The first reading is from the third and last section of Isaiah. After four generations of exile in Babylon, survivors or descendants of survivors, of the long past Babylonian conquest of the Holy Land finally were able to return to their homeland.
It was because Persia, in turn, had overtaken Babylonia. Persia’s King Cyrus allowed the exiles to leave Babylon and to return to the Holy Land. However, homecoming was bittersweet. The land to which they returned after so many years was desolate and unyielding.
The prophets insisted that, in spite of this desolation, times would change for the better, because God would not forget the Chosen People.
This reading rejoices in God’s salvation. God will vindicate the people, delivering them from all their woes. So, the prophecy predicts a great new day!
In the second reading, from the Epistle to the Ephesians, is the frank and direct statement that God intends salvation not only for the Chosen People but also for the gentiles. No one is beyond the range of divine love and mercy.
St. Matthew’s Gospel furnishes the last reading. Among the four Gospels, only Matthew and Luke refer to the conception, birth and very early life of Jesus. Mark and John are silent on these subjects.
Between Matthew and Luke, only Matthew has the story of the Magi. This story is one of the most profound and expressive revelations in the New Testament. Better to understand it requires recognizing the symbols and images contained in the passage.
First, the Gospel speaks of visitors “from the East.” “From the East” was a phrase referring to much more than a direction of the compass. It meant a distant and unknown place. What was the origin of these visitors? All that is known is that they were “from the East.”
Who, and what, were they? Scholars have not agreed on a translation. Some think that they were astrologers, in a time when astrology was heavily associated with theology and philosophy. Others think they were nobles, or kings. Another term is Magi, its meaning unclear.
How many were in their number? We do not know, because Matthew does not tell us. Art and legend have seen them over the centuries as three in number.
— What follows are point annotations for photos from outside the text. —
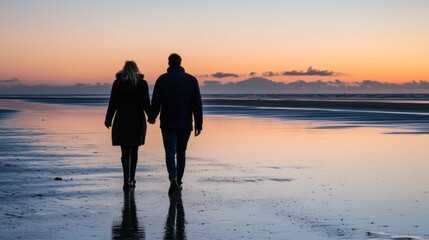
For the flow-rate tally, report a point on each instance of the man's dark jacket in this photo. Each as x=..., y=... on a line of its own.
x=177, y=96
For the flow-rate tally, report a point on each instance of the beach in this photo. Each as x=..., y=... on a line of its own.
x=260, y=170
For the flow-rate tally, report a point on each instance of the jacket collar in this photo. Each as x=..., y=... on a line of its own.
x=175, y=69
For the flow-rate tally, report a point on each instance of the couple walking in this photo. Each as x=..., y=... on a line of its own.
x=176, y=97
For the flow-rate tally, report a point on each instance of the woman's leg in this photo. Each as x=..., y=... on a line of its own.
x=125, y=159
x=134, y=158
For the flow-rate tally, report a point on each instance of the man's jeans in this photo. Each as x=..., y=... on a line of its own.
x=175, y=142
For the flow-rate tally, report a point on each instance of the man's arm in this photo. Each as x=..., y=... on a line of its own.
x=197, y=109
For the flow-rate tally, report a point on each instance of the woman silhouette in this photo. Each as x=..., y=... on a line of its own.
x=129, y=100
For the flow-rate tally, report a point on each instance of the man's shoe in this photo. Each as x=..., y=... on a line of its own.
x=133, y=183
x=173, y=188
x=127, y=185
x=179, y=185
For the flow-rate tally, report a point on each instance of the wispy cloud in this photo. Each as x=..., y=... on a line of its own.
x=224, y=75
x=13, y=81
x=310, y=72
x=264, y=85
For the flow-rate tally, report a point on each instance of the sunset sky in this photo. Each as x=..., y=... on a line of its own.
x=86, y=41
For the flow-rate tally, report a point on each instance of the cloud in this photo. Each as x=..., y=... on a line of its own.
x=270, y=74
x=78, y=88
x=266, y=86
x=310, y=72
x=13, y=81
x=223, y=75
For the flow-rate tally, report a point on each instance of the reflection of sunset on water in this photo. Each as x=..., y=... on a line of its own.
x=288, y=170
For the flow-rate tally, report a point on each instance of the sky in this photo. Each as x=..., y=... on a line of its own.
x=58, y=42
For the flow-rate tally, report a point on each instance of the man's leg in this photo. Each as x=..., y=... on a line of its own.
x=182, y=143
x=169, y=139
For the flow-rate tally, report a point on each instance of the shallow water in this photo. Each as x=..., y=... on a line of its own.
x=251, y=178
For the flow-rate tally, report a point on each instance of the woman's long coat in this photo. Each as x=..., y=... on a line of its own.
x=127, y=105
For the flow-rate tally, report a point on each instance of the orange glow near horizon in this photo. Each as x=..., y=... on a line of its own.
x=66, y=45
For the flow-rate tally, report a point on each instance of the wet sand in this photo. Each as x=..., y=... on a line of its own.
x=246, y=178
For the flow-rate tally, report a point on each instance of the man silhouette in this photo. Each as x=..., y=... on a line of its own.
x=177, y=96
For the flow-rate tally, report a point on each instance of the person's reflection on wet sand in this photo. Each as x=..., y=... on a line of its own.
x=128, y=227
x=175, y=224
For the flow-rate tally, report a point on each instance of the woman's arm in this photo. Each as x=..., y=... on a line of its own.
x=113, y=105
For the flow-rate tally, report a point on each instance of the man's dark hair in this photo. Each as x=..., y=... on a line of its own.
x=174, y=60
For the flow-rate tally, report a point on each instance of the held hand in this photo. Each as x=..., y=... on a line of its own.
x=197, y=132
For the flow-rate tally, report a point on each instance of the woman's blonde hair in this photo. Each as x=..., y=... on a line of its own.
x=131, y=72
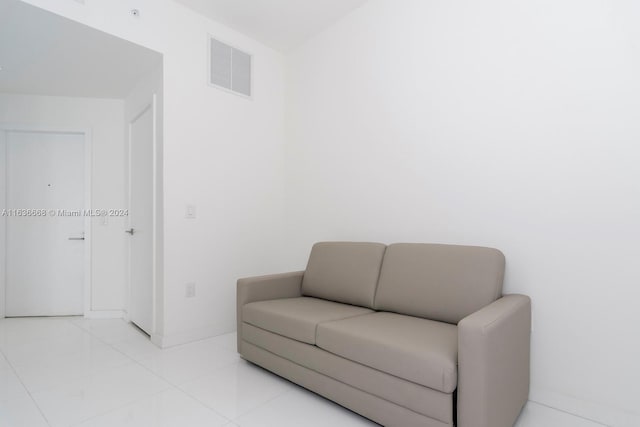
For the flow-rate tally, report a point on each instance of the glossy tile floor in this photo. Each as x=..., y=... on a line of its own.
x=75, y=372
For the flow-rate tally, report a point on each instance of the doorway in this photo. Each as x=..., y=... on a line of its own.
x=141, y=172
x=47, y=194
x=93, y=95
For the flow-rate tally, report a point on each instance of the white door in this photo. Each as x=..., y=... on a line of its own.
x=44, y=253
x=141, y=161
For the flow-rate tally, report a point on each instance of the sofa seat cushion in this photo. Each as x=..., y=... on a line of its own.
x=415, y=349
x=297, y=318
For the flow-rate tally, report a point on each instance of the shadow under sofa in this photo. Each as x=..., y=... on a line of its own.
x=405, y=335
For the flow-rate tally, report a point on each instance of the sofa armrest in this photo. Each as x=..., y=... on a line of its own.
x=493, y=363
x=262, y=288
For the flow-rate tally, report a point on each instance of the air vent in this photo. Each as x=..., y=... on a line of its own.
x=229, y=68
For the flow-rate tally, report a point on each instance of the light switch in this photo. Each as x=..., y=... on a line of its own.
x=191, y=212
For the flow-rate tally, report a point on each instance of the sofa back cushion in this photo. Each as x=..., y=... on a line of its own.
x=344, y=272
x=439, y=282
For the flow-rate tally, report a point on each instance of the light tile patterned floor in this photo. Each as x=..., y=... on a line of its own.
x=65, y=372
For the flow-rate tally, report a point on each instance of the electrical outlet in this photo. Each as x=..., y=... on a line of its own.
x=190, y=212
x=190, y=290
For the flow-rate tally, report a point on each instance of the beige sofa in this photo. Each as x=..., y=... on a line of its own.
x=405, y=335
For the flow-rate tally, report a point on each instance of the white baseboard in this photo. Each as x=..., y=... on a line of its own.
x=603, y=414
x=185, y=337
x=105, y=314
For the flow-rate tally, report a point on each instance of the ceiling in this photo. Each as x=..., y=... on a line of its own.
x=281, y=24
x=44, y=54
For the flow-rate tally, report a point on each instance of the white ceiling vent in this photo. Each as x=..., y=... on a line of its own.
x=229, y=68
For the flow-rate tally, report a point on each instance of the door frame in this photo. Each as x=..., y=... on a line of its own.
x=151, y=104
x=88, y=145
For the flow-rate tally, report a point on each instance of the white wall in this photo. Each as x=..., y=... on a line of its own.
x=499, y=123
x=105, y=119
x=222, y=153
x=3, y=223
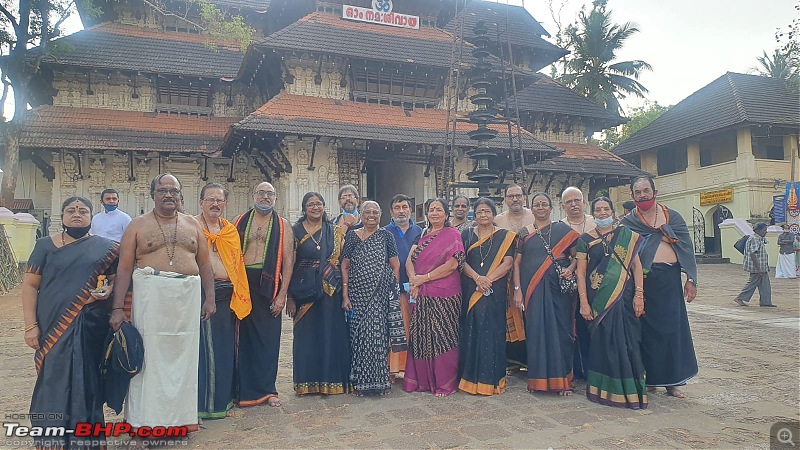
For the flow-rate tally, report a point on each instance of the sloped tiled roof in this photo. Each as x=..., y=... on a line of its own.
x=328, y=33
x=314, y=116
x=587, y=159
x=59, y=127
x=124, y=47
x=523, y=29
x=547, y=95
x=730, y=100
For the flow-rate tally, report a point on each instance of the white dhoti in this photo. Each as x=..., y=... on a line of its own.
x=786, y=266
x=166, y=312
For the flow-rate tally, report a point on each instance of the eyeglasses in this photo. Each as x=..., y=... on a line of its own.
x=73, y=211
x=173, y=192
x=270, y=194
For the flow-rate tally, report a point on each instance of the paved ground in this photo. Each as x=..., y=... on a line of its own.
x=749, y=376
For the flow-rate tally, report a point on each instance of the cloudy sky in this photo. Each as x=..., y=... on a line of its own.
x=689, y=43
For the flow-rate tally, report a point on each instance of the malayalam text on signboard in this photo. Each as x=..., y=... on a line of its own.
x=360, y=14
x=712, y=198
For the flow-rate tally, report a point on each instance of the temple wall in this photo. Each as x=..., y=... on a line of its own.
x=304, y=70
x=114, y=91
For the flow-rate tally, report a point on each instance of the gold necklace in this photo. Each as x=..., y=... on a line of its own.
x=311, y=235
x=171, y=255
x=480, y=247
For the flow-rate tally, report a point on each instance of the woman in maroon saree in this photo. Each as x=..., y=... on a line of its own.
x=433, y=273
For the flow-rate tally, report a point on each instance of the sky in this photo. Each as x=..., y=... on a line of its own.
x=689, y=43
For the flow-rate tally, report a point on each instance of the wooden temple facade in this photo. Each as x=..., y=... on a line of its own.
x=320, y=100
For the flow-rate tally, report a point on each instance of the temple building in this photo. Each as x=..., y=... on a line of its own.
x=330, y=93
x=724, y=152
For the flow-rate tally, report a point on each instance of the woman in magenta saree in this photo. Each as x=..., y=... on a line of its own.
x=433, y=272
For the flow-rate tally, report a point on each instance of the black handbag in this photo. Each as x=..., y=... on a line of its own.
x=567, y=286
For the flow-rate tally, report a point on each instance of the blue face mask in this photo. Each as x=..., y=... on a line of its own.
x=604, y=223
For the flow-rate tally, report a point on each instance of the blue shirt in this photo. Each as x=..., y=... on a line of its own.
x=404, y=242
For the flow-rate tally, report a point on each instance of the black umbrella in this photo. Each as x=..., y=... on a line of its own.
x=123, y=359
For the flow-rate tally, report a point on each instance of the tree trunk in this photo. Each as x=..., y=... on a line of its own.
x=10, y=165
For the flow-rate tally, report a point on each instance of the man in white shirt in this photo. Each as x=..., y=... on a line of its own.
x=111, y=222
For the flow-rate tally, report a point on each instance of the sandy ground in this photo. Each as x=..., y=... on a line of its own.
x=749, y=376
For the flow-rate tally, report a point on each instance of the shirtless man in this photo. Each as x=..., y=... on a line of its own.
x=574, y=206
x=667, y=348
x=267, y=244
x=161, y=255
x=517, y=216
x=232, y=295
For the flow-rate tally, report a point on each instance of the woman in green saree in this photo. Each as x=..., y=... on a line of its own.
x=610, y=289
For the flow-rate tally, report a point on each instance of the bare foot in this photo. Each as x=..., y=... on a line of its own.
x=673, y=391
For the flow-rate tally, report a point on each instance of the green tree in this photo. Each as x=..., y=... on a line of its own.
x=640, y=117
x=784, y=64
x=27, y=30
x=591, y=69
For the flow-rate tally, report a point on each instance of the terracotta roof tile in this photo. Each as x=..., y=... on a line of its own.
x=587, y=159
x=731, y=99
x=105, y=129
x=125, y=47
x=314, y=116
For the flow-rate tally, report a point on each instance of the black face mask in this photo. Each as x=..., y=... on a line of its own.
x=77, y=232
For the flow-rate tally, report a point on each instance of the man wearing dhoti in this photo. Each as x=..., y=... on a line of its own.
x=164, y=254
x=666, y=253
x=268, y=248
x=232, y=296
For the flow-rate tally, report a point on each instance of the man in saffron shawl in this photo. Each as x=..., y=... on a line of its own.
x=268, y=257
x=163, y=254
x=232, y=294
x=665, y=253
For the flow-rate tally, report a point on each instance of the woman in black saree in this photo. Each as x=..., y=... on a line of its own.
x=490, y=257
x=321, y=342
x=610, y=287
x=549, y=313
x=66, y=322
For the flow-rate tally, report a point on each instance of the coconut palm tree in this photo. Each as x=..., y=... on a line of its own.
x=782, y=64
x=594, y=42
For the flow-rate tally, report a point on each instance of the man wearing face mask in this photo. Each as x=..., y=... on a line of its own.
x=667, y=347
x=111, y=222
x=349, y=201
x=269, y=261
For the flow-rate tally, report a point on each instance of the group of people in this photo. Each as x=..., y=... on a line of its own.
x=446, y=307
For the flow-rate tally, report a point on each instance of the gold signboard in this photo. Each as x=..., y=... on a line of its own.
x=712, y=198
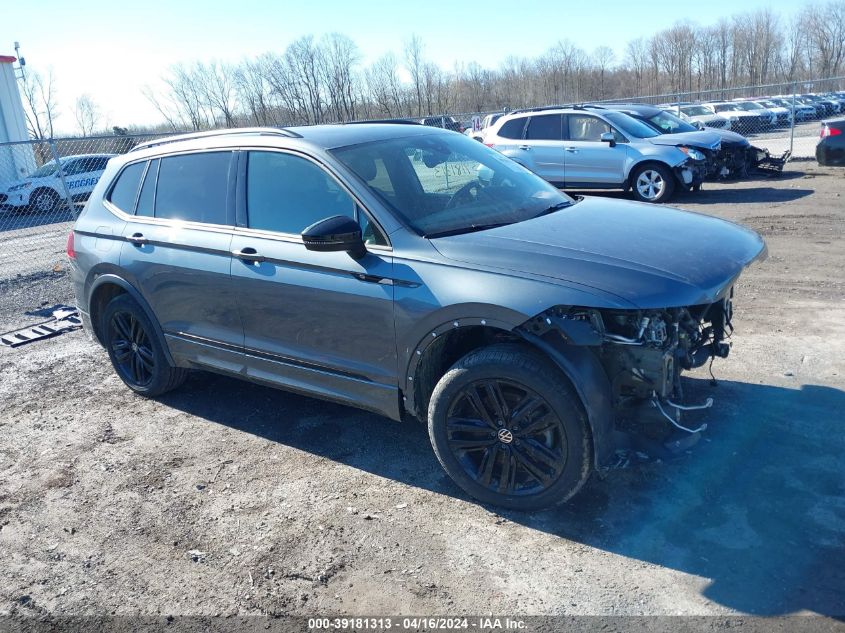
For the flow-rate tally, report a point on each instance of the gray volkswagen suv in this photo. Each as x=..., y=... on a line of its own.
x=413, y=272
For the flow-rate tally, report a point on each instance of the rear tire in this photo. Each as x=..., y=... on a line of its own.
x=653, y=182
x=509, y=430
x=135, y=351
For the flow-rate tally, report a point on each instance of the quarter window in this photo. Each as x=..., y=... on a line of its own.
x=146, y=201
x=512, y=128
x=193, y=187
x=287, y=193
x=547, y=127
x=586, y=128
x=125, y=190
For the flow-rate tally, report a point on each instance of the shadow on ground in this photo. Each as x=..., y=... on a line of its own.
x=758, y=507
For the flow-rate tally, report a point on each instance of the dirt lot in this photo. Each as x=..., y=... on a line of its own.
x=227, y=498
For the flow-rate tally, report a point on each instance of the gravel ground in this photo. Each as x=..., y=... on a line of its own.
x=229, y=498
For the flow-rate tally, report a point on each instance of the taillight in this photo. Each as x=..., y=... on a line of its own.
x=70, y=252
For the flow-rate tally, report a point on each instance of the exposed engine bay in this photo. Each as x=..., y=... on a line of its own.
x=643, y=353
x=740, y=161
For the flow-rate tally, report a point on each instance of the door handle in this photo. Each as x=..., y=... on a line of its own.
x=248, y=254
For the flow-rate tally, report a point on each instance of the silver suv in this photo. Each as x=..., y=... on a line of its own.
x=592, y=148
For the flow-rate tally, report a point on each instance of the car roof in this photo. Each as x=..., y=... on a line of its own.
x=66, y=158
x=642, y=109
x=321, y=137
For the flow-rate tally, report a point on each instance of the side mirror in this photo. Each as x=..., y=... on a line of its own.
x=337, y=233
x=607, y=137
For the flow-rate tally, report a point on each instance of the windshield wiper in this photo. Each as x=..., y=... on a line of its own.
x=555, y=207
x=466, y=229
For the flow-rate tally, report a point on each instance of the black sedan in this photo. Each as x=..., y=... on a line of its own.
x=831, y=147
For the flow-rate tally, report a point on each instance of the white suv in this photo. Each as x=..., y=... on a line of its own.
x=43, y=191
x=591, y=147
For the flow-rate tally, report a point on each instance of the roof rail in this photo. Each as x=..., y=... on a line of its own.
x=574, y=106
x=393, y=121
x=269, y=131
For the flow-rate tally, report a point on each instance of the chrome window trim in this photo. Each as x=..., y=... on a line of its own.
x=231, y=228
x=336, y=177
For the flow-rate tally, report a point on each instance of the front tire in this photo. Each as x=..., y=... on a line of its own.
x=135, y=351
x=653, y=183
x=508, y=429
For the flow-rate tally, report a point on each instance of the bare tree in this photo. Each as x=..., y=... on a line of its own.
x=414, y=63
x=40, y=104
x=87, y=114
x=253, y=91
x=604, y=58
x=214, y=84
x=385, y=88
x=340, y=59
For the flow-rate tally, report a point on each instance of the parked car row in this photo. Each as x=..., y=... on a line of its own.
x=749, y=115
x=43, y=190
x=645, y=149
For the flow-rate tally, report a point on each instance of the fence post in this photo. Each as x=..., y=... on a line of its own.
x=68, y=199
x=792, y=126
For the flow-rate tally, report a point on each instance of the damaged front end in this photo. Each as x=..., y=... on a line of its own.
x=642, y=353
x=742, y=160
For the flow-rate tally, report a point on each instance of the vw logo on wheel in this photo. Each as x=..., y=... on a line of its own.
x=505, y=436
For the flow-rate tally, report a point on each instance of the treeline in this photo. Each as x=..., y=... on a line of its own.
x=324, y=80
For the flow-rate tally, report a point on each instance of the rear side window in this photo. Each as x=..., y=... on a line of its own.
x=125, y=190
x=193, y=187
x=512, y=128
x=286, y=193
x=547, y=127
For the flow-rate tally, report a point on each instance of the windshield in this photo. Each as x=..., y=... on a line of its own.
x=670, y=124
x=47, y=169
x=696, y=111
x=630, y=126
x=442, y=184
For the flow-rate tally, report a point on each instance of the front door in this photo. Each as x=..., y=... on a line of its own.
x=321, y=322
x=589, y=162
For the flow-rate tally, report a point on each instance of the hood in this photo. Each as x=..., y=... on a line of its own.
x=651, y=256
x=699, y=138
x=728, y=137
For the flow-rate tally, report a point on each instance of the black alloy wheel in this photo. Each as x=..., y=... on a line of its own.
x=132, y=349
x=507, y=437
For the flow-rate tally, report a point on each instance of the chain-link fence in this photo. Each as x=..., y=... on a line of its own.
x=777, y=117
x=43, y=185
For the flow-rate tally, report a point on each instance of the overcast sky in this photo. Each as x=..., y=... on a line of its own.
x=110, y=49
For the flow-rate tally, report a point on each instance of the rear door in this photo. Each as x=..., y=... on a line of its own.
x=589, y=162
x=82, y=175
x=177, y=252
x=544, y=141
x=322, y=322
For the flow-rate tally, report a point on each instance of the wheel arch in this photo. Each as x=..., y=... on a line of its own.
x=646, y=161
x=108, y=286
x=450, y=341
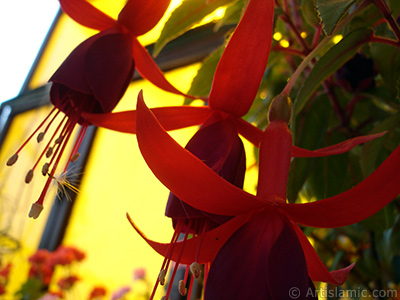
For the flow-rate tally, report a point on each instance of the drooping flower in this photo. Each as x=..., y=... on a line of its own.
x=97, y=292
x=66, y=283
x=94, y=77
x=264, y=226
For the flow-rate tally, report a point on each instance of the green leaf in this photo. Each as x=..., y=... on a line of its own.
x=310, y=135
x=330, y=63
x=371, y=150
x=382, y=220
x=201, y=84
x=332, y=11
x=329, y=174
x=387, y=60
x=309, y=12
x=184, y=17
x=232, y=15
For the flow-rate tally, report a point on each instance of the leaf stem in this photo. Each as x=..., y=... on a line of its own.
x=323, y=43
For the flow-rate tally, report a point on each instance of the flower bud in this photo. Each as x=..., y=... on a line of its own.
x=35, y=211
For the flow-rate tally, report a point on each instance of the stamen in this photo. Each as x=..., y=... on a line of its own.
x=59, y=139
x=161, y=277
x=49, y=152
x=75, y=157
x=12, y=160
x=182, y=288
x=45, y=169
x=195, y=269
x=35, y=211
x=29, y=176
x=40, y=136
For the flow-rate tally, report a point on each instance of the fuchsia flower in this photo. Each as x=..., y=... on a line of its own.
x=262, y=241
x=94, y=77
x=252, y=243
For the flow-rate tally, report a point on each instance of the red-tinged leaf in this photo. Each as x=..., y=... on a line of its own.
x=354, y=205
x=316, y=269
x=109, y=67
x=86, y=14
x=139, y=16
x=241, y=68
x=249, y=132
x=335, y=149
x=185, y=175
x=171, y=118
x=148, y=69
x=210, y=244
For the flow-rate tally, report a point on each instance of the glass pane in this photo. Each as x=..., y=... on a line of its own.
x=20, y=235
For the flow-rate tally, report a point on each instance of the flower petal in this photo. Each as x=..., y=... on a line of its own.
x=171, y=118
x=354, y=205
x=109, y=67
x=149, y=70
x=184, y=174
x=287, y=268
x=139, y=16
x=101, y=66
x=335, y=149
x=316, y=269
x=247, y=249
x=243, y=62
x=210, y=243
x=86, y=14
x=216, y=144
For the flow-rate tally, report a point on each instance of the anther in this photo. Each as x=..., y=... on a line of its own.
x=29, y=176
x=49, y=152
x=195, y=270
x=12, y=160
x=161, y=277
x=75, y=157
x=40, y=137
x=182, y=288
x=45, y=169
x=35, y=211
x=59, y=139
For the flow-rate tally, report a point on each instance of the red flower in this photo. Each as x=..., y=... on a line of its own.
x=41, y=256
x=67, y=282
x=193, y=182
x=66, y=255
x=2, y=289
x=97, y=292
x=95, y=76
x=5, y=271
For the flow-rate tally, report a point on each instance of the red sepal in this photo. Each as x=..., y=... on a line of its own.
x=149, y=70
x=171, y=118
x=185, y=175
x=244, y=60
x=139, y=16
x=316, y=269
x=212, y=241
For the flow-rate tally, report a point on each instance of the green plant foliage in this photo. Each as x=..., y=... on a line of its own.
x=184, y=17
x=330, y=63
x=332, y=11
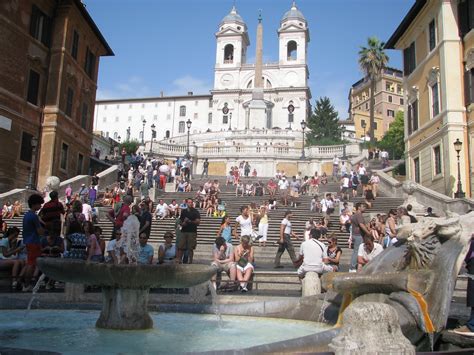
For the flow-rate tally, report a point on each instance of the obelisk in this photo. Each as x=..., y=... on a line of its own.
x=257, y=108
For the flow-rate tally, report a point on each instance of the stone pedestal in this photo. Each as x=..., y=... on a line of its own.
x=124, y=309
x=311, y=284
x=371, y=328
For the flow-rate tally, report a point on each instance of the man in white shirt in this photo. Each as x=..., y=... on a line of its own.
x=313, y=256
x=367, y=251
x=161, y=210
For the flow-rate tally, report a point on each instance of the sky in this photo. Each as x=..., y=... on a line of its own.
x=169, y=45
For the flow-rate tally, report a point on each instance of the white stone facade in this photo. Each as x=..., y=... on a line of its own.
x=285, y=83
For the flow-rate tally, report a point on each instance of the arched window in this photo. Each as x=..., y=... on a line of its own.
x=291, y=50
x=229, y=53
x=181, y=126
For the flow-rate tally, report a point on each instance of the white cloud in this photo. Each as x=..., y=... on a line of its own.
x=133, y=87
x=182, y=85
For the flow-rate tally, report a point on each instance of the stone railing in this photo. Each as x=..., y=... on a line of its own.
x=423, y=195
x=253, y=151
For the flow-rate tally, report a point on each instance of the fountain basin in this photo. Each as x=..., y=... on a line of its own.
x=126, y=276
x=125, y=288
x=70, y=332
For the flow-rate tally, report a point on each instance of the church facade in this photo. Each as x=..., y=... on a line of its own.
x=228, y=106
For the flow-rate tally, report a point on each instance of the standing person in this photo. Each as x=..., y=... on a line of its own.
x=52, y=210
x=205, y=168
x=189, y=220
x=32, y=231
x=284, y=242
x=244, y=221
x=263, y=227
x=468, y=329
x=359, y=228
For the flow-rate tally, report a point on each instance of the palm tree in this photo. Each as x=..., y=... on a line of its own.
x=372, y=60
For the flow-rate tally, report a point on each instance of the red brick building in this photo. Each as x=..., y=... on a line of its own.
x=48, y=79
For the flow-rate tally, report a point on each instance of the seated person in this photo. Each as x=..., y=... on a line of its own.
x=313, y=256
x=52, y=246
x=367, y=251
x=334, y=253
x=223, y=260
x=9, y=251
x=244, y=256
x=161, y=211
x=145, y=250
x=167, y=251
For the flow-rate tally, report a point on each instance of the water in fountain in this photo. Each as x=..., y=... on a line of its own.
x=35, y=290
x=215, y=304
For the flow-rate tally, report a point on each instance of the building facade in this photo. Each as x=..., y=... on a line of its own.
x=226, y=107
x=388, y=100
x=437, y=40
x=48, y=79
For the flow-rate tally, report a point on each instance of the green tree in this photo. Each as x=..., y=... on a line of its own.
x=393, y=140
x=130, y=146
x=372, y=61
x=323, y=125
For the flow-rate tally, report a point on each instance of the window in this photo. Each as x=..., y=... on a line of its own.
x=40, y=26
x=33, y=87
x=80, y=163
x=84, y=116
x=466, y=16
x=416, y=169
x=89, y=65
x=469, y=86
x=64, y=153
x=69, y=101
x=435, y=99
x=432, y=34
x=26, y=152
x=291, y=50
x=228, y=54
x=75, y=44
x=413, y=117
x=437, y=160
x=181, y=127
x=409, y=59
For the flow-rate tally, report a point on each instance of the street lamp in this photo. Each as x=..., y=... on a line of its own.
x=153, y=135
x=143, y=131
x=364, y=125
x=188, y=125
x=343, y=130
x=459, y=193
x=34, y=144
x=303, y=127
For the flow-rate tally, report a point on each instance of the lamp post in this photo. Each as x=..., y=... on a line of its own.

Regardless, they were gifted, learned and very sincere, earnestly seeking God.
Herod tried to remove any competition this newborn king might create. He discovers that according to the Scriptures, the Savior indeed will be born in Bethlehem.
Central to the story is that in searching for the Lord, the Magi followed a star in the sky. God was guiding them.
A modern Christmas song has an especially relevant message for Epiphany. The song is “Beautiful Star of Bethlehem,” words by Adger M. Pace, music by R. Fisher Boyce and arrangement by Tom Fettke.
In effect, it prays that by following the beautiful star of Bethlehem in our own lives, we will reach the “land of perfect day.”
The Epiphany is much more than a commemoration. It is a call to follow God’s beckoning to live in a place of endless light and warmth, the kingdom where Jesus reigns supreme.
Too often we allow ourselves to slip into the role of Herod. We ignore, or outright reject, life in God by choosing to live as our instincts or limited human understanding suggest to us.
We live in darkness and in coldness, for many of us literally speaking. The wonder is that there is a land of perfect day, and Christ, the light of the world, guides us to it.